By treating sentiment analysis as a text classification problem, various classification algorithms and techniques can be leveraged to build models that can effectively analyze and categorize the sentiment in textual data. Text classification techniques, including machine learning algorithms like Naive Bayes, Support Vector Machines (SVM), Random Forests, and deep learning models such as Convolutional Neural Networks (CNNs) or **Recurrent Neural Networks (RNNs)**, can be employed for sentiment analysis. These models take the text as input, extract relevant features, and make predictions about the sentiment label.

In this notebook, we train a sentiment classifier based on an RNN model using movie reviews as the training data. As usual, the goal is not to achieve state-of-the-art results but to systematically go through the main stops to solve a classification task using RNNs.

## Setting up the Notebook

### Required Packages

In [None]:
%reload_ext autoreload
%autoreload 2

In [None]:
import numpy as np
import random

from tqdm import tqdm

from sklearn.model_selection import train_test_split
from sklearn.metrics import f1_score

We utilize PyTorch as our deep learning framework of choice by importing the `torch` package.

In [None]:
import torch
import torch.nn as nn
import torchtext
from torch.utils.data import Dataset, DataLoader

We also need to import some custom implementations of classes and methods. This makes a re-use of these classes and methods easier and keeps the notebook clean.

In [None]:
# Custom BatchSampler
from src.sampler import BaseDataset, EqualLengthsBatchSampler
# Core implementation of RNN classifier and Attention
from src.rnn import RnnTextClassifier, DotAttention
# Some utility classes and methods
from src.utils import Dict2Class, plot_training_results

### Checking/Setting the Computation Device

PyTorch allows to train neural networks on supported GPUs to significantly speed up the training process.
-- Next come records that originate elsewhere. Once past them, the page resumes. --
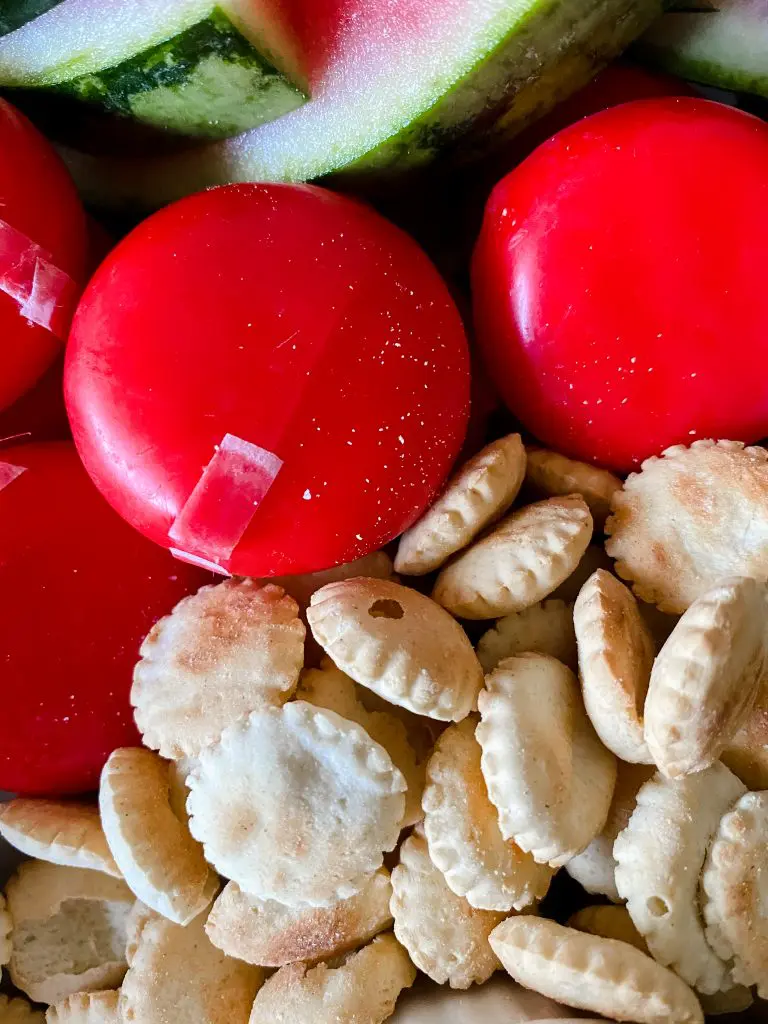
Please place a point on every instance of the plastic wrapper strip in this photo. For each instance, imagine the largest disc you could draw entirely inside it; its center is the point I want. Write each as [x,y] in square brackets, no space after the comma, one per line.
[220,508]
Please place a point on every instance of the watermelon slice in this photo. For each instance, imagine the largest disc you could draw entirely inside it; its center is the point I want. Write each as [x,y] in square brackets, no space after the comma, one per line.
[392,82]
[726,45]
[184,66]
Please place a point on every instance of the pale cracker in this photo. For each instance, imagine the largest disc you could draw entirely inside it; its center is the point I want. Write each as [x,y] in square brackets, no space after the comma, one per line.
[591,973]
[445,937]
[399,644]
[735,886]
[706,678]
[178,977]
[546,628]
[595,869]
[548,774]
[519,562]
[268,933]
[85,1008]
[555,475]
[331,688]
[296,804]
[69,930]
[659,857]
[228,649]
[462,828]
[60,832]
[160,860]
[482,491]
[615,654]
[17,1011]
[689,518]
[361,990]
If you have a support GPU, feel free to utilize it. 

In [None]:
use_cuda = torch.cuda.is_available()

# Use this line below to enforce the use of the CPU (in case you don't have a supported GPU)
# With this small dataset and simple model you won't see a difference anyway
#use_cuda = False

device = torch.device("cuda:0" if use_cuda else "cpu")

print("Available device: {}".format(device))

---

## Preparing the Dataset

While RNNs allow for arbitrary lengths -- as long as the sequence in the same batch is of the same length -- it is often practical to limit the maximum length of sequences. This is not only from a computing point of view but also it gets more and more difficult to propagate meaningful gradients back during Backpropagation Through Time (BPTT).
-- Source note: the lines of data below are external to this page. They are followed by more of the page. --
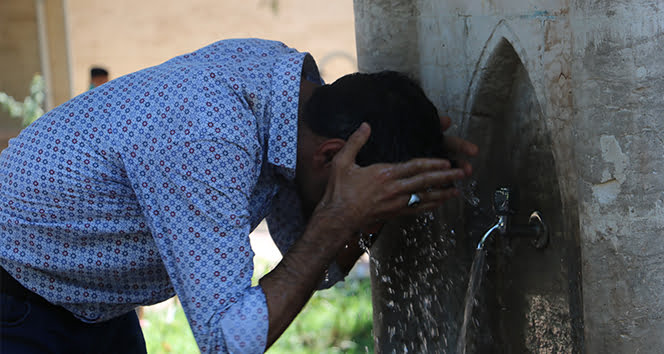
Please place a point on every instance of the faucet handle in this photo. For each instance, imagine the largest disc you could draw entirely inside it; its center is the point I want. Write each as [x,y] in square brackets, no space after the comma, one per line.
[504,201]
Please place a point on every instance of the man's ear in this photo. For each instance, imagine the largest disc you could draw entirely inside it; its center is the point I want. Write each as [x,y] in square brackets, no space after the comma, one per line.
[326,152]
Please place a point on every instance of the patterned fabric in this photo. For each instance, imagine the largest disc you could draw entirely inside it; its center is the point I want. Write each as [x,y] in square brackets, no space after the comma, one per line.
[148,186]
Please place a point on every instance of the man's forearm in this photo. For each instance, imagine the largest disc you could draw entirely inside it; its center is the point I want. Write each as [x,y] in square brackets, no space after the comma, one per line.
[289,286]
For a sentence dataset, this is hardly an issue, since individual sentences are usually not overly long. However, the movie reviews  generally consist of several sentences. Note that by limiting ourselves to the first `MAX_LENGTH` words we assume that the main sentiment is expressed at the beginning of the review. If we assume that we should focus on the end of a review, we should consider the last `MAX_LENGTH` words.
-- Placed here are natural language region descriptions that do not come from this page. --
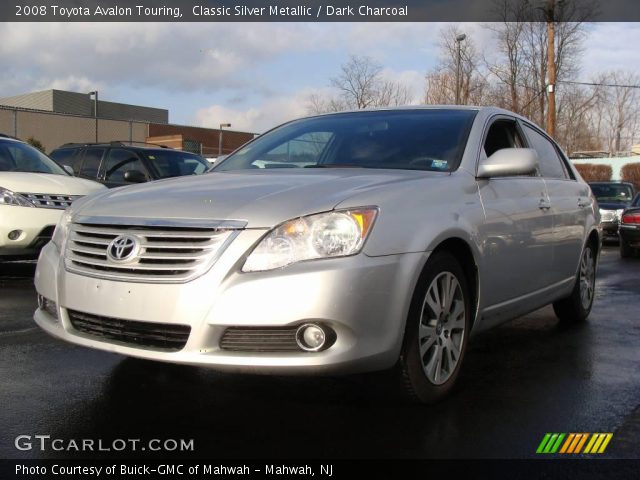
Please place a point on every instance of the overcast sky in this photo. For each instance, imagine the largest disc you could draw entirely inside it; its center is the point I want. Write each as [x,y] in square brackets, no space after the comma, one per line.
[254,75]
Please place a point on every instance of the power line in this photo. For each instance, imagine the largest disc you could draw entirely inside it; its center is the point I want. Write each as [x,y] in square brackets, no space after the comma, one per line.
[614,85]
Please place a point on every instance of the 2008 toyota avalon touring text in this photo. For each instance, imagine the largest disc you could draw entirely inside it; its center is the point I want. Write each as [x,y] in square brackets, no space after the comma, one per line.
[338,243]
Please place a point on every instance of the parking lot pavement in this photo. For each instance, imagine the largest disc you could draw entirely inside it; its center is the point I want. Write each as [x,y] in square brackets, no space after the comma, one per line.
[520,381]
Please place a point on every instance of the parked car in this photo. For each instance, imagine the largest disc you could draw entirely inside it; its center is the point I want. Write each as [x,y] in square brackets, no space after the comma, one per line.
[629,230]
[613,198]
[119,163]
[34,191]
[339,243]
In the code cell below, we set `MAX_LENGTH` to 100, but feel free to play with this value. When loading the data from the files, we directly cut all sequences longer than `MAX_LENGTH` down to the specified values. This also means that we won't have to check the sequence lengths anymore when training or evaluating a model (compared to CNN). In practice, `MAX_LENGTH` would be an interesting hyperparameter to optimize, but here out of scope.

In [None]:
MAX_LENGTH = 100

### Load Data from File

We already preprocessed and vectorized the [Large Movie Review Dataset](https://ai.stanford.edu/~amaas/data/sentiment/) in the previous notebook. We essentially only need to load the generated files. Let's start with the vocabulary. Recall, the `vocabulary` is a `vocab` object from the `torchtext` package, allowing us to map words/tokens to their unique integer identifiers and back.

In [None]:
vocabulary = torch.load('data/corpora/imdb-reviews/vectorized-rnn-sa/imdb-rnn-sa-20000.vocab')

vocab_size = len(vocabulary)

print('Size of vocabulary:\t{}'.format(vocab_size))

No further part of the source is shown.